Cold is relative in the North Country. When the thermometer plunged a couple weeks ago, the record low temperatures were a major news story along the eastern seaboard of North America. The phenomenon was described as a "polar vortex." In Minnesota this kind of weather is called a "normal January." A friend once told me this is the price of five months of paradise. And black flies.
|Temperature in farenheit (same as -31C) on Tuesday morning, January 21st.|
Iron Rangers aren't especially tougher, just a different kind of acclimated. When I lived here more than one person told me they couldn't wait for the unbearable 80 degree days to relent...and for ice fishing. But there is justifiable pride in their own brand of hardiness, casual indifference to the Minneapolis climate--the "banana belt"--and respect for anywhere currently colder than home. In time, my new blood began to thicken too, and before long the winter jacket would open up like maple sap in March. The kids didn't know any different. Shortly after we moved to Ohio, a teacher chastised my son for not wearing his coat on a below-freezing winter day. "Why?" he replied. "It's not cold."

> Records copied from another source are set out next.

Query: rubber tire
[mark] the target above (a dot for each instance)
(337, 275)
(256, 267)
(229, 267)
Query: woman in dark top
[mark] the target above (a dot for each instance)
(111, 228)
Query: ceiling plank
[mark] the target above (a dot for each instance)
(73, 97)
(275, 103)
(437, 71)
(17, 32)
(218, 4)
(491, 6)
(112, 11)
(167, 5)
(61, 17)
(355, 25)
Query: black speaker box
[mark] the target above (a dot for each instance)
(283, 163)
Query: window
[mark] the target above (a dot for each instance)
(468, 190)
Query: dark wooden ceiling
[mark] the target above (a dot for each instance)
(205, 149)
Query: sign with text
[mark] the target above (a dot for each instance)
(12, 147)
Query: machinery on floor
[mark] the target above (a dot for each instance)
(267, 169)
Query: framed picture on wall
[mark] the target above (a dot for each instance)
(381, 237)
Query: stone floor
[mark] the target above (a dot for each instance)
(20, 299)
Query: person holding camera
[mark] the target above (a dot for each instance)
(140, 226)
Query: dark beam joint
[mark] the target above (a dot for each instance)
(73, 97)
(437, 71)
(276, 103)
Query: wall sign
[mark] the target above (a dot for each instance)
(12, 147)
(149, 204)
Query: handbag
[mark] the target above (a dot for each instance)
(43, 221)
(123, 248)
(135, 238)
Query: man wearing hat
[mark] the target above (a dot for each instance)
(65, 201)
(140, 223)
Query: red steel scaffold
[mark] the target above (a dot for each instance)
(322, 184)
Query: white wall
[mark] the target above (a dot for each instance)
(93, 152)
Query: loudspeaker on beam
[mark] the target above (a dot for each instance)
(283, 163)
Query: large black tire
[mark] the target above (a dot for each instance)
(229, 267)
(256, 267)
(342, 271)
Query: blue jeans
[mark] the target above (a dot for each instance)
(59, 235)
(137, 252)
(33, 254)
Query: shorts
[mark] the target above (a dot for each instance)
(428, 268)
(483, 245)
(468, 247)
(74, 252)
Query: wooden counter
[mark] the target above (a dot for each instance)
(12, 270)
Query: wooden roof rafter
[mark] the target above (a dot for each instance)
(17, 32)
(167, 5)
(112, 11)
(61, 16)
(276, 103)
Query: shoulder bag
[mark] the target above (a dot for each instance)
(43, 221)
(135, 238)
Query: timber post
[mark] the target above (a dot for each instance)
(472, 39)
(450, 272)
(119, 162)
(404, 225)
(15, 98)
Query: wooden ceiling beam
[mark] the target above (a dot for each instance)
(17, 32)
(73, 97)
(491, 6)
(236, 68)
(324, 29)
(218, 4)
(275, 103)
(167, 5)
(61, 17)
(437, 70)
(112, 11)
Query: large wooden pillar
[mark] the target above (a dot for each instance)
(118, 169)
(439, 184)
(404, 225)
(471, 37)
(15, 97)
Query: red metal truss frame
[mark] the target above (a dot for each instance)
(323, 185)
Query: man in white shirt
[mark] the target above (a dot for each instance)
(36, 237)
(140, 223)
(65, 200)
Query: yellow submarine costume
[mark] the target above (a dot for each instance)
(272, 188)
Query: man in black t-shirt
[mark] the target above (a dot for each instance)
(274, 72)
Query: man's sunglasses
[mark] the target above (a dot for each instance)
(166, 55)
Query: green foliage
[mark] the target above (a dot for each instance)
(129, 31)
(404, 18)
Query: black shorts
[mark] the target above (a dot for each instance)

But the North Country is not an unyielding, dreary grey in winter. Snowy days are punctuated regularly with crystal clear skies. A sunny, -30 degree day where the ice crystals dance like falling glitter in the still, freeze-dried air is surprisingly comfortable if you're dressed appropriately. I wouldn't trade it for wet and just-above-freezing in New York or Cleveland. But add a stiff, predawn wind, and you won't stay outside for long. I recall driving up to the Hibbing Taconite mine many dark winter mornings and seeing the telltale cloud of steam blowing sideways from the pellet plant, illuminated in the facility lights like the breath of a cold industrial dragon. I'd get out of my car for the 200 yard gauntlet between my normal spot in the lot and the mine's office. The first dozen steps I'd think, "This isn't so bad." A dozen more I'd relent, "It's a little brisk," and walk more determinedly. After a few more strides, I'd begin to run.
And that's the secret to thriving in the North Country winter and not just surviving--movement. Whether by skate, ski or Ski-doo, you have to embrace the environment and live in it.
The weather can be harder on machines than people. The brittling cold stresses some steel to the breaking point. If you don't have a block heater or a reliable battery, it's not always a bad idea to keep the car running through a shopping trip or an entire work shift. Some cars aren't resurrected until spring. But if the back door opens wide in Minnesota during a winter nap, a person tends to wake up immediately.
This morning it is -24ºF (-31ºC), and I am reliving my past in northeastern Minnesota on business. But, I am no longer used to it. I take a couple deep breaths and feel the shock of fresh cold air burn my nostrils. Time to run.